Linden Lab is trying to spin this for sure--why would SL be immune to the largest financial crisis in modern history? Come on, this is virtual reality without logging inworld. While the Linden Dollar has been stable, there is huge pressure on the SL economy. There is pressure coming down on Linden Lab in the form of new competitors. Maybe the impact hasn't hit the grid yet, but like the travel industry, the financial crisis will pull down the SL economy latter this year.

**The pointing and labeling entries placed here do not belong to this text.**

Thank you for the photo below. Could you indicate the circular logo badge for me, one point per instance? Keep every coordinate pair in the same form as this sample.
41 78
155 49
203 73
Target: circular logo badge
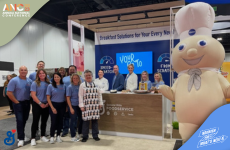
192 32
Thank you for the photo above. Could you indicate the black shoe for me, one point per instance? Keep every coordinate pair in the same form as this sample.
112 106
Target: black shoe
84 139
64 134
97 139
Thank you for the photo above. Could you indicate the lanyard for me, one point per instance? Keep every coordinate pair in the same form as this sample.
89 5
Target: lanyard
87 86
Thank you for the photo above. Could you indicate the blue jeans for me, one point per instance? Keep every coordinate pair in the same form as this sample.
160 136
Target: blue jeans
22 110
57 119
73 121
66 123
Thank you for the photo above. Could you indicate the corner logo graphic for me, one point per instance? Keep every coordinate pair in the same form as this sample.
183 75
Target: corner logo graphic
165 56
16 10
192 32
10 140
209 137
106 59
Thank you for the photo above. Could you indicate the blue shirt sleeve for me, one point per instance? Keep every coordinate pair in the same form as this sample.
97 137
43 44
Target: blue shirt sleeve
11 85
161 83
82 80
68 91
33 87
49 89
30 76
121 83
149 85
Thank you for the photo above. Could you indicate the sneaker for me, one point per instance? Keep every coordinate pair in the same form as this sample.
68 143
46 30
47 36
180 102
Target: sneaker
44 139
52 140
26 139
74 139
58 139
33 142
97 139
37 133
20 143
84 140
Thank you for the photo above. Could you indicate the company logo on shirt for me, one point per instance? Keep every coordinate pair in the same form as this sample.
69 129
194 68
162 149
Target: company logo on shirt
10 139
16 10
209 138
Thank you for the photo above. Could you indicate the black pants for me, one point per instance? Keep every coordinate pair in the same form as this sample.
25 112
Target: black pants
85 129
10 103
57 119
22 110
37 113
79 120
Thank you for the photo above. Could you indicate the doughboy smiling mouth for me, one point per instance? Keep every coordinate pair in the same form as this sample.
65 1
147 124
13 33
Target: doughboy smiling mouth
193 61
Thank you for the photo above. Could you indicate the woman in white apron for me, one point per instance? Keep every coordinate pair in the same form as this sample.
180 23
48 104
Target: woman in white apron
90 102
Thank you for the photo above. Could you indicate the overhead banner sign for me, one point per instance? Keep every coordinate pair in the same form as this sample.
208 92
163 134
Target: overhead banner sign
148 49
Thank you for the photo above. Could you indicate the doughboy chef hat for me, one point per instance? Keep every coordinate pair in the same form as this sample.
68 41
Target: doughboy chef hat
195 19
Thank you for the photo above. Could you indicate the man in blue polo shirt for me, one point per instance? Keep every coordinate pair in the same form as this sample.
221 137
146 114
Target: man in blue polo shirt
66 81
40 65
18 90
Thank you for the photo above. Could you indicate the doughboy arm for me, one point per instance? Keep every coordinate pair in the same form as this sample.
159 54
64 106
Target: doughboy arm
224 85
168 92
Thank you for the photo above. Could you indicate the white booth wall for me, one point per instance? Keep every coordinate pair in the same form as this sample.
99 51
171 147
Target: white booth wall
38 41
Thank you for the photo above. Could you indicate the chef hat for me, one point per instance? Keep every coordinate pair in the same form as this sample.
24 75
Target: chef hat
195 19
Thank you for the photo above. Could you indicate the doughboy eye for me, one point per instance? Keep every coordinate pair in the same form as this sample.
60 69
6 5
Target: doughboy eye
202 43
181 47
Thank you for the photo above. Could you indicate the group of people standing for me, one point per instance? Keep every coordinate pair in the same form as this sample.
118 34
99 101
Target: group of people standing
130 83
55 97
70 101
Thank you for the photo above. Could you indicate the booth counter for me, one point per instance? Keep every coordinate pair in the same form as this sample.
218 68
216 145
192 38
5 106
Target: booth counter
135 115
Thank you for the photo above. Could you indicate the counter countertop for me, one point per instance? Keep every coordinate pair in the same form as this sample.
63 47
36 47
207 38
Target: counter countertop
108 92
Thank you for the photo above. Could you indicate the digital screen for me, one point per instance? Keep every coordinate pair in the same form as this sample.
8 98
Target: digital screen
142 61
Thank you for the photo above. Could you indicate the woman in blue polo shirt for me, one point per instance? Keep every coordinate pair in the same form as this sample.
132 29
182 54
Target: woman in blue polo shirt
40 105
73 101
56 99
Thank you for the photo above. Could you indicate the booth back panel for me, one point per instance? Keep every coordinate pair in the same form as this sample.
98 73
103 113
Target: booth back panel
106 58
4 66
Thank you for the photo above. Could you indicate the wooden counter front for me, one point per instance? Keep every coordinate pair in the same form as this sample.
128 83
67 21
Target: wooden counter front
132 113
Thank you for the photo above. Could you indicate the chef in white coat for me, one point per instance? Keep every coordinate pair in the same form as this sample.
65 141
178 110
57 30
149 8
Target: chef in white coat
102 82
131 79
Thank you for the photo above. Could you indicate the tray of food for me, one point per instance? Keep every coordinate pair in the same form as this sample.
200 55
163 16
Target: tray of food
141 91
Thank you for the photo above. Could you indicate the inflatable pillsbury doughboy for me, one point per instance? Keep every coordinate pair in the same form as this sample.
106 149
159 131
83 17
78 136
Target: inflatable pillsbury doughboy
200 88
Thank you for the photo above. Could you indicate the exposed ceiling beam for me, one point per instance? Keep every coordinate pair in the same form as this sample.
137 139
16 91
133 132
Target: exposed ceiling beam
61 21
160 13
90 21
134 16
88 5
58 2
108 19
133 27
129 10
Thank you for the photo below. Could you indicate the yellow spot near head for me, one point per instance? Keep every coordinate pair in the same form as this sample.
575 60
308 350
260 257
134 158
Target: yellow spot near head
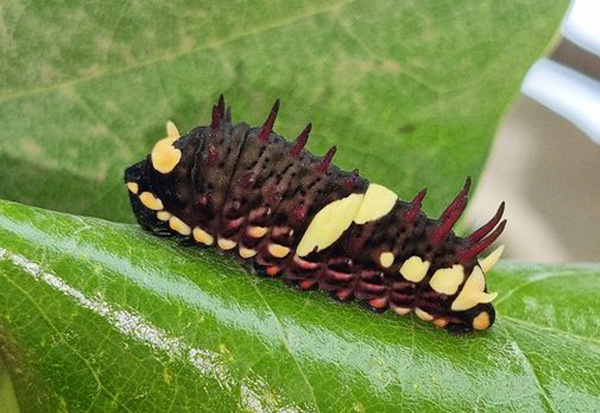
414 269
172 131
226 244
472 292
178 225
329 224
423 315
378 202
386 259
133 187
401 310
488 262
247 252
202 236
278 251
482 321
256 232
164 155
447 280
150 201
163 215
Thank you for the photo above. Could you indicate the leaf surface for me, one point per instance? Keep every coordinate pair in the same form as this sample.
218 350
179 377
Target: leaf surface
101 316
410 91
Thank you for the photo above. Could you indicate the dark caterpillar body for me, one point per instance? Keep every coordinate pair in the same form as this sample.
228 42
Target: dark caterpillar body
291 214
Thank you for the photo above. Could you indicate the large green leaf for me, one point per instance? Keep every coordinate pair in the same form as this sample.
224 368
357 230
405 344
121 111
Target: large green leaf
410 91
101 316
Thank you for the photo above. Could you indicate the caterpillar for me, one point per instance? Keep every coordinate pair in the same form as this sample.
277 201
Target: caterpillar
288 213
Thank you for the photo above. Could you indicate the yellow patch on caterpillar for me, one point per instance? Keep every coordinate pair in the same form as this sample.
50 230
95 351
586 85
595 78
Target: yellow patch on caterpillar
378 202
202 236
488 262
256 232
472 292
247 252
414 269
482 321
150 201
163 215
278 251
386 259
329 224
401 310
172 131
423 315
226 244
447 280
165 156
178 225
133 187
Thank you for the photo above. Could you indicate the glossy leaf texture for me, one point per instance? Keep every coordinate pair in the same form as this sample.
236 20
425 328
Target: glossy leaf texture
410 91
101 316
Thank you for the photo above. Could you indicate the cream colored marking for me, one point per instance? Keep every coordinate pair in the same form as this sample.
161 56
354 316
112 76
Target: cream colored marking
377 203
401 310
163 215
256 232
414 269
247 252
386 259
150 201
172 131
278 251
329 224
447 280
472 292
488 262
423 315
164 155
482 321
179 226
202 236
133 187
226 244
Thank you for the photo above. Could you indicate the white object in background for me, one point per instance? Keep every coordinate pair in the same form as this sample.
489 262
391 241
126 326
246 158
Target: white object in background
567 92
582 25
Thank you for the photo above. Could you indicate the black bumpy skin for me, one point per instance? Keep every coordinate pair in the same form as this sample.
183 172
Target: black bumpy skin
250 193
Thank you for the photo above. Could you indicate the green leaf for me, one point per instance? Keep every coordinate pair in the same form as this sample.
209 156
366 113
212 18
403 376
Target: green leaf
101 316
410 91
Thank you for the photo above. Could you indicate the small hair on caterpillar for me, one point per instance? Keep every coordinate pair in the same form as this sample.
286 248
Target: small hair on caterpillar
287 213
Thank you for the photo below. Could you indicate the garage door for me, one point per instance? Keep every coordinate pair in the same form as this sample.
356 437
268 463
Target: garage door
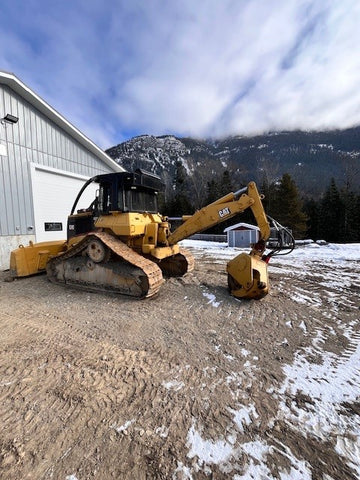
54 193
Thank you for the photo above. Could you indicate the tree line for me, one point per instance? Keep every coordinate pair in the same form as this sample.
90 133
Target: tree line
334 217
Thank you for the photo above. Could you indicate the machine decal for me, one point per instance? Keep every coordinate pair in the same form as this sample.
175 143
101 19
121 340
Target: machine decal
224 212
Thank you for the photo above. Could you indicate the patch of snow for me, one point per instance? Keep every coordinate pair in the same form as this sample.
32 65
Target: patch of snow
303 327
185 472
207 451
242 416
162 431
124 427
212 299
173 385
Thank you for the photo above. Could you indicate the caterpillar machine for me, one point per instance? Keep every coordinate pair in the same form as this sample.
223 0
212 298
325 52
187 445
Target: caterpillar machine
122 244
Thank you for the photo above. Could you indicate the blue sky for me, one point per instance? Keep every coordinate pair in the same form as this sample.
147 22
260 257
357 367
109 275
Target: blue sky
202 68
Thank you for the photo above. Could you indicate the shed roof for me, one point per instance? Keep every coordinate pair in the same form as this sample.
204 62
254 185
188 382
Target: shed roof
24 91
247 226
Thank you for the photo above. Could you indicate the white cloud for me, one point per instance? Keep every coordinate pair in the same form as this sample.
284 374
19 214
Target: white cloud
190 68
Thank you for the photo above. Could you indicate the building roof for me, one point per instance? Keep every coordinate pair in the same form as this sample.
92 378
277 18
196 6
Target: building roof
246 226
25 92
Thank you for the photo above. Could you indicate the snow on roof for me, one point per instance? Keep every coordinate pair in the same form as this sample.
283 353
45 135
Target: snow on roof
247 226
11 80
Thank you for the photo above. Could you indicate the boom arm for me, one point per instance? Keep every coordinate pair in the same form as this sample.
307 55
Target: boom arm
223 209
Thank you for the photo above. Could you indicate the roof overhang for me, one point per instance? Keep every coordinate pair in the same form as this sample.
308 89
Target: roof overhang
30 96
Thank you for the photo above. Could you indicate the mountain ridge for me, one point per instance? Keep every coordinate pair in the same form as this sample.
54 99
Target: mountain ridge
312 158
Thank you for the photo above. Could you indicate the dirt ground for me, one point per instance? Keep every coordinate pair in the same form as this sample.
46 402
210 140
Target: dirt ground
190 384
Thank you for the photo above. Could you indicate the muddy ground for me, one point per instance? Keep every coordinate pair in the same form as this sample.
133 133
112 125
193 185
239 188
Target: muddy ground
191 384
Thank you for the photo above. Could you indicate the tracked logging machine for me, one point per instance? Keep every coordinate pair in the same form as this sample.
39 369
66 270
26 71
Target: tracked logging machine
122 244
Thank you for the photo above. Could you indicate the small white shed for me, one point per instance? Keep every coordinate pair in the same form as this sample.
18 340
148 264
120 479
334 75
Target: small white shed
242 235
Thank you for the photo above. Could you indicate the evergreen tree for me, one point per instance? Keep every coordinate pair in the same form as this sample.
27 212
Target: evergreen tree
226 185
180 203
212 192
311 210
350 230
286 206
332 218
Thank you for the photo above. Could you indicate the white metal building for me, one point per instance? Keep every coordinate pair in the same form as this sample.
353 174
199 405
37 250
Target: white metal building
242 235
44 160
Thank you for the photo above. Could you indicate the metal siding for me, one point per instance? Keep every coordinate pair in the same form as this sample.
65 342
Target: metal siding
33 139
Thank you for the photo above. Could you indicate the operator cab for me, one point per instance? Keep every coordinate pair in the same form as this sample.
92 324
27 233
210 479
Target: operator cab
118 192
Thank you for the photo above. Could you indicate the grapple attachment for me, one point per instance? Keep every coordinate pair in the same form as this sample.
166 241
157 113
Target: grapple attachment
248 277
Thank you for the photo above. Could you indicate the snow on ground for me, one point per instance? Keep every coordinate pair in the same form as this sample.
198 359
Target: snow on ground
328 277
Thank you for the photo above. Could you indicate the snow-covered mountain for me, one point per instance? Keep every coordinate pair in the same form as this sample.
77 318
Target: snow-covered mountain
312 158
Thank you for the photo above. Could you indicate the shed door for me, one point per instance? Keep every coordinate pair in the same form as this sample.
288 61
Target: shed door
54 193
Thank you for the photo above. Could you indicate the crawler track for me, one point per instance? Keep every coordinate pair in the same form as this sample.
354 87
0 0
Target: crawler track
123 271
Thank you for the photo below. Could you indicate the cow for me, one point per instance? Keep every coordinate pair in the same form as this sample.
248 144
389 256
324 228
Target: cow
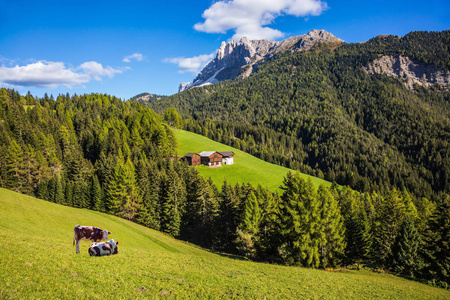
92 233
105 248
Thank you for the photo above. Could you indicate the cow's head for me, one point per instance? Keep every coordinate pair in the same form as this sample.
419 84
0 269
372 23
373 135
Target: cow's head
105 234
116 249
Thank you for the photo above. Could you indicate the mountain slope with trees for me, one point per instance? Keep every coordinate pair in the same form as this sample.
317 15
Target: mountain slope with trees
320 112
95 151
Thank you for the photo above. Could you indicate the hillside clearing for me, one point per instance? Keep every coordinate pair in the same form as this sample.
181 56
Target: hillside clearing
246 168
37 260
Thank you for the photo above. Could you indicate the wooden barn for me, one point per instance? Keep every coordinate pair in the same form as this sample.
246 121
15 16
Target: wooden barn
227 157
211 158
193 159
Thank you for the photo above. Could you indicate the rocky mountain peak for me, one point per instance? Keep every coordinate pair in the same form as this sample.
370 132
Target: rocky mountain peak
233 56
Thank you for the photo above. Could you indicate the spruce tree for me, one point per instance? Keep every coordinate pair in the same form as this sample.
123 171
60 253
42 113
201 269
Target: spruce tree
172 202
437 244
358 236
96 194
300 222
228 219
406 250
15 167
332 231
247 233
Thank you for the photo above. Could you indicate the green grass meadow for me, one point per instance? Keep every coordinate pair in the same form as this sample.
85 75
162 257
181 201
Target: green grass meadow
38 261
246 168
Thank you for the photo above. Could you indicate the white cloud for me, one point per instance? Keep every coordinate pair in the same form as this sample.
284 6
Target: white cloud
53 74
191 64
134 56
248 17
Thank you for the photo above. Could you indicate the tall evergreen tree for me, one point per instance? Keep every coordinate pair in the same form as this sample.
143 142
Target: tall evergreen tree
332 231
96 194
437 244
15 167
300 222
172 203
358 236
406 250
228 219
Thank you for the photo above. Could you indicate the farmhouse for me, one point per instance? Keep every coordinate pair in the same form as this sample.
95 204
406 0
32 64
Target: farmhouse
192 158
227 157
211 158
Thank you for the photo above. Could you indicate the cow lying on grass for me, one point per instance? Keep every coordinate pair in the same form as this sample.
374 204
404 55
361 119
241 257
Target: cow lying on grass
92 233
105 248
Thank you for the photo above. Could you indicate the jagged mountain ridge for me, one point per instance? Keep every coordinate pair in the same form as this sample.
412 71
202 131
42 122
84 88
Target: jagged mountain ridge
238 58
146 98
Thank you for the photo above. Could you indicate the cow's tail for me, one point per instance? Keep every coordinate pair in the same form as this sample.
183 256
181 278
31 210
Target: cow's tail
74 233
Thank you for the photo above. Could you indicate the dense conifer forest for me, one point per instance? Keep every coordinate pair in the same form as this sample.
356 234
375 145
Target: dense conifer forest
319 112
315 111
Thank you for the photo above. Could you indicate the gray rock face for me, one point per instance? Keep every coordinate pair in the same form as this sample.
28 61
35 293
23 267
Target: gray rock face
233 57
409 71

LL is in the bunker (and residents trapped in there with them). They think they can spin and dodge, when really they should be engaging the core users to work on the future of SL. Zdanowski is probably to busy taking LL profits (rumor is $US hundreds of thousands per week) to the bank these days to realize just how tenuous the SL economy really is (sounds like comments from bank execs before their banks went out of business?) But amazing to see that LL is not learning any lessons from the Global Financial Crisis. Over-inflated land prices? People holding land assets that have fractional value that they think they were worth? Expanded supply of merchandise, but flat demand and downward price?
Maybe the point Zdanowski is making is that Linden Lab is unaffected by the crisis even though the SL users will be?
Big issue is that Linden Lab is not sharing meaningful data about SL economy, users or land growth--so where is the transparency?
from Hamlet at New World Notes:
If I'm right, however, growth in Second Life user numbers won't be significant until the world is beautiful and robust and relatively lag-free and crashes are rare. Or as Vig puts it, "I just can’t see how SL can meaningfully grow until that infrastructure catches up with user demand for satisfying group experiences."